なんだこれは。まごうかたなき娯楽小説ではないですか。だまされたと思って手にとってみてください。読みはじめたならばすぐに物語の力にとらえられて夢中になって読みすすめてしまうことになるでしょう。紀元前2世紀に書かれたものだとか、作者はプラトン主義者としても著名であるとか、そういう事情はすべて忘れて。
まずグロい。
といって、ソークラテースの首を外側に向けかえ、左のあぎとへ剣をずっぷりと柄までも突っ込むと、噴き出る血潮をていねいに小さい水袋をあてがって、ひとしずくも外へ洩れないように受けとりましたが、これを私は自分の眼で見ていたのです。…御親切なメロエーは、右の手を奥深く傷口から内臓までさし込み、私の哀れな部屋友達の心臓を探りまわして引きずりだした。
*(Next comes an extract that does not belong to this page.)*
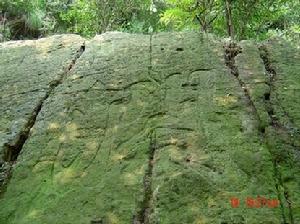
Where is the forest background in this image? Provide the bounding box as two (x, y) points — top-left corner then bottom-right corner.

(23ページ)
汚い。
…寝台を引きのけざまに、私の顔の上をまたいで腰をおろし、小水をしかけたので、けがらわしい小便の水で私はすっかりびしょ濡れになってしまいました。(23ページ)
エロい。
フォーティス君、なんてまあ君はみごとにまた華々しくそのお鍋をお尻もろとも揺すぶりまわすのかね。なんてまあ蜜みたいに甘そうななめ物を作ってるんだ。まったくそのお鍋へ指をつっこませてもらえる人は果報な仕合わせ者だね。(54ページ)
頻出する魔術のうちにはネクロマンシーもございます。
こう頼み込まれて、予言者は一つの小さな薬草をとって死骸の口にあてがい、もう一つをその胸に置きました。それから…。するとそのうち胸がふくれてもちあがる、今度は脈が生き生きと打ちめぐり出す、見る見る死んだむくろに生気がみちわたってくる。とうとう屍は起き上がって…。(83ページ)
これらの要素がたくみに組みあわされ織りなされる挿話の多くがなによりも予想外の結末に満ちていることがすごい。はられた伏線がみごとに回収されるところなど、近代の推理小説を読んでいるかのような爽快感があります。その回収のされかたも笑えるものであったり、おっかないものであったりするのです。いやこれはもう極上の娯楽小説です。さあページをめくってください。